While FIG. 6 shows an example of changing readings, FIG. 7 shows an example of displaying when changing kanji. It is assumed that the contents of the verification result storage section 13 are as shown in FIG. The first display is "Fujitsu." On the other hand, if the second kana-kanji conversion result is "Fujitsu", the kanji replacement instruction will change "Fuji" to "Fuji", so "Tomi" and "Shi" will be changed. A change notice display 21 is attached to each character. The same applies to the following displays. This allows the operator to predict changes caused by the next operation. Note that by displaying the number of remaining operations/number of remaining candidates, etc., the operator can more appropriately judge whether it is better to continue replacing readings or kanji, or whether it is better to re-enter.

〔Effect of the invention〕

As explained above, according to the present invention, the operator can predict changes that will occur due to the next operation. Therefore, the operator can select an appropriate operation means and can quickly display the desired Japanese text.

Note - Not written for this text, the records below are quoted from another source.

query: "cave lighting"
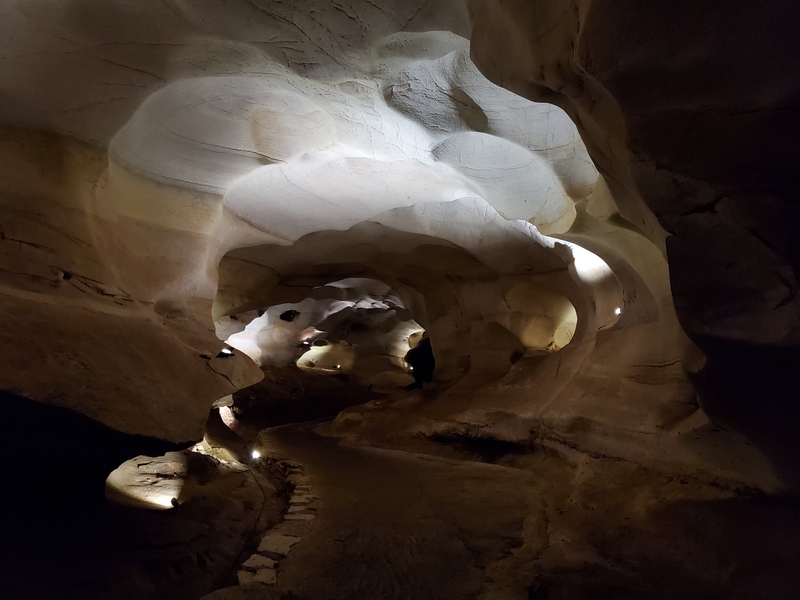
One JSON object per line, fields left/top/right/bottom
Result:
{"left": 615, "top": 307, "right": 622, "bottom": 315}
{"left": 251, "top": 449, "right": 261, "bottom": 459}
{"left": 220, "top": 347, "right": 233, "bottom": 355}
{"left": 152, "top": 494, "right": 182, "bottom": 509}
{"left": 219, "top": 405, "right": 236, "bottom": 428}
{"left": 105, "top": 457, "right": 187, "bottom": 511}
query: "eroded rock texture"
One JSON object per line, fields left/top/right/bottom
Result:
{"left": 2, "top": 1, "right": 617, "bottom": 445}
{"left": 2, "top": 0, "right": 794, "bottom": 488}
{"left": 1, "top": 1, "right": 799, "bottom": 597}
{"left": 470, "top": 0, "right": 800, "bottom": 481}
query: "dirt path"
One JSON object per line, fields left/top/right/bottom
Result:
{"left": 243, "top": 422, "right": 800, "bottom": 600}
{"left": 264, "top": 424, "right": 545, "bottom": 600}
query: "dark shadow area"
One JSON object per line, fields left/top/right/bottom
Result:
{"left": 689, "top": 340, "right": 800, "bottom": 493}
{"left": 0, "top": 390, "right": 188, "bottom": 524}
{"left": 280, "top": 310, "right": 300, "bottom": 322}
{"left": 428, "top": 433, "right": 533, "bottom": 463}
{"left": 533, "top": 494, "right": 800, "bottom": 600}
{"left": 231, "top": 366, "right": 382, "bottom": 429}
{"left": 0, "top": 391, "right": 284, "bottom": 600}
{"left": 405, "top": 337, "right": 435, "bottom": 389}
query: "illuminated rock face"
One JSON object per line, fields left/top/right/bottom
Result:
{"left": 470, "top": 0, "right": 800, "bottom": 341}
{"left": 0, "top": 127, "right": 264, "bottom": 442}
{"left": 106, "top": 451, "right": 200, "bottom": 511}
{"left": 0, "top": 0, "right": 793, "bottom": 492}
{"left": 0, "top": 1, "right": 599, "bottom": 440}
{"left": 469, "top": 0, "right": 800, "bottom": 483}
{"left": 223, "top": 278, "right": 423, "bottom": 388}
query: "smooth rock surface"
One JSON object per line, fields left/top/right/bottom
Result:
{"left": 262, "top": 424, "right": 800, "bottom": 600}
{"left": 2, "top": 2, "right": 799, "bottom": 597}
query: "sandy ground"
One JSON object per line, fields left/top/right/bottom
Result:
{"left": 253, "top": 423, "right": 800, "bottom": 600}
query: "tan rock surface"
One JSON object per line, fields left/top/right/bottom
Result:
{"left": 1, "top": 2, "right": 799, "bottom": 597}
{"left": 469, "top": 0, "right": 800, "bottom": 480}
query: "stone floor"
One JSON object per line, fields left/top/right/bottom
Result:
{"left": 206, "top": 422, "right": 800, "bottom": 600}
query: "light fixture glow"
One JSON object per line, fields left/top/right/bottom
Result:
{"left": 614, "top": 307, "right": 622, "bottom": 316}
{"left": 251, "top": 449, "right": 261, "bottom": 459}
{"left": 335, "top": 364, "right": 341, "bottom": 369}
{"left": 220, "top": 347, "right": 233, "bottom": 355}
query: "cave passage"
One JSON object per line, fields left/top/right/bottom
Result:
{"left": 215, "top": 276, "right": 429, "bottom": 428}
{"left": 3, "top": 2, "right": 800, "bottom": 599}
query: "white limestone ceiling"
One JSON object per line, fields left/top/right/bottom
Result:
{"left": 226, "top": 285, "right": 406, "bottom": 369}
{"left": 107, "top": 40, "right": 595, "bottom": 239}
{"left": 94, "top": 3, "right": 614, "bottom": 364}
{"left": 0, "top": 0, "right": 662, "bottom": 441}
{"left": 223, "top": 278, "right": 422, "bottom": 386}
{"left": 0, "top": 1, "right": 471, "bottom": 144}
{"left": 1, "top": 0, "right": 604, "bottom": 296}
{"left": 213, "top": 194, "right": 624, "bottom": 390}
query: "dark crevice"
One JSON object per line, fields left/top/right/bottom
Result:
{"left": 428, "top": 433, "right": 533, "bottom": 463}
{"left": 0, "top": 390, "right": 190, "bottom": 526}
{"left": 280, "top": 309, "right": 300, "bottom": 322}
{"left": 231, "top": 366, "right": 382, "bottom": 429}
{"left": 682, "top": 195, "right": 726, "bottom": 216}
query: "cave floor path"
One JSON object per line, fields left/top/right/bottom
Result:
{"left": 263, "top": 423, "right": 545, "bottom": 600}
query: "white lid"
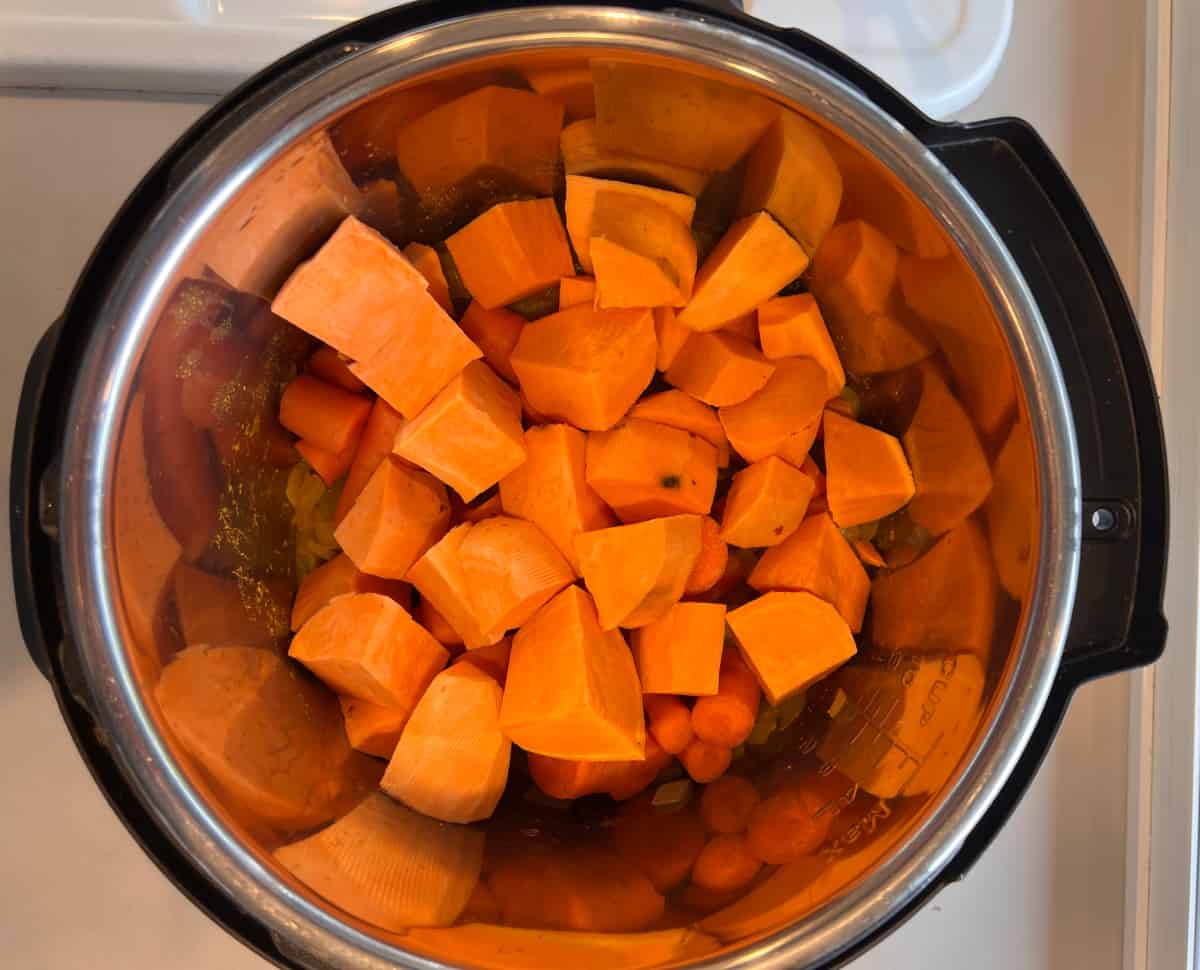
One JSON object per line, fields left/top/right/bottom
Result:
{"left": 0, "top": 1, "right": 1010, "bottom": 119}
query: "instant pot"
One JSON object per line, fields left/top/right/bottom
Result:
{"left": 10, "top": 2, "right": 1168, "bottom": 968}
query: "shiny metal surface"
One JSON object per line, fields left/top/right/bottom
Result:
{"left": 55, "top": 7, "right": 1078, "bottom": 970}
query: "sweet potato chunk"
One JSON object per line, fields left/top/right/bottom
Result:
{"left": 719, "top": 357, "right": 829, "bottom": 464}
{"left": 654, "top": 306, "right": 692, "bottom": 371}
{"left": 499, "top": 423, "right": 616, "bottom": 572}
{"left": 561, "top": 118, "right": 708, "bottom": 196}
{"left": 590, "top": 192, "right": 698, "bottom": 308}
{"left": 334, "top": 398, "right": 405, "bottom": 523}
{"left": 677, "top": 213, "right": 809, "bottom": 332}
{"left": 665, "top": 332, "right": 776, "bottom": 407}
{"left": 822, "top": 410, "right": 915, "bottom": 527}
{"left": 446, "top": 199, "right": 575, "bottom": 309}
{"left": 402, "top": 242, "right": 453, "bottom": 312}
{"left": 727, "top": 592, "right": 857, "bottom": 705}
{"left": 757, "top": 294, "right": 845, "bottom": 394}
{"left": 334, "top": 457, "right": 451, "bottom": 579}
{"left": 339, "top": 696, "right": 409, "bottom": 759}
{"left": 500, "top": 586, "right": 645, "bottom": 760}
{"left": 457, "top": 301, "right": 525, "bottom": 385}
{"left": 629, "top": 390, "right": 726, "bottom": 449}
{"left": 585, "top": 418, "right": 718, "bottom": 523}
{"left": 394, "top": 361, "right": 526, "bottom": 502}
{"left": 559, "top": 275, "right": 597, "bottom": 309}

[Brief explanation of drawings]

FIG. 1 is a block diagram of an embodiment of the present invention, FIG. 2 is an example of processing by the graphical display selection unit shown in FIG. 1, FIG. 3 is a diagram explaining the counting range of the number of syllable types,
FIG. 5 is a diagram explaining a display mode according to an embodiment of the present invention, FIG. 5 is a diagram explaining a display mode according to another embodiment of the present invention, FIG. FIG. 7 shows an explanatory diagram of a display that foretells a change in kanji. In the figure, 2 is a speech parameter extraction unit, 3 is a speech dictionary, 4 is a speech recognition unit, 5 is a syllable latitude storage unit,
6 is a conversion target selection part, 7 is an ambiguous character string buffer,
8 is a word dictionary, 9 is a dictionary collation unit, 10 is an instruction control unit, 11 is a keyboard, 12 is a screen pointing device, 13 is a collation result storage unit, 14 is a display selection unit, 15 is a display, 20 and 21 are change notices Represents a display.

Claims (1)

[Claims] 1. Regarding the input of text data, the reading voice of the data is converted into a CV syllable candidate series based on voice recognition, and the series is converted into a Japanese document by a kana-kanji conversion process using dictionary matching. In the speech word processor that creates the input speech, there is a parameter extraction section that extracts feature parameters of the input speech, and candidates are created by comparing the feature parameters extracted by the parameter extraction section with standard patterns stored in a dictionary in advance. A speech recognition unit that selects a syllable sequence, a word dictionary in which information regarding each proper character is registered, and the word dictionary is searched for ambiguous character strings generated based on the recognition results by the speech recognition unit to extract proper characters. an instruction control unit that detects an input operation for an instruction including at least a voice re-input instruction, a rereading instruction, and a kanji replacement instruction and controls the instruction content; A voice word processor comprising: a display selection section that displays information for predicting changing display content. 2 The information that predicts the changing display contents mentioned above is
The speech word according to claim 1, characterized in that the speech word has a plurality of display formats selected based on the number of different syllables in the syllable series to be displayed or the similarity of each syllable to a standard pattern. processor. 3 The information that predicts the changing display contents mentioned above is
2. The audio word processor according to claim 1, wherein the display information is a preview of characters to be replaced in response to the reading replacement instruction and/or the kanji replacement instruction.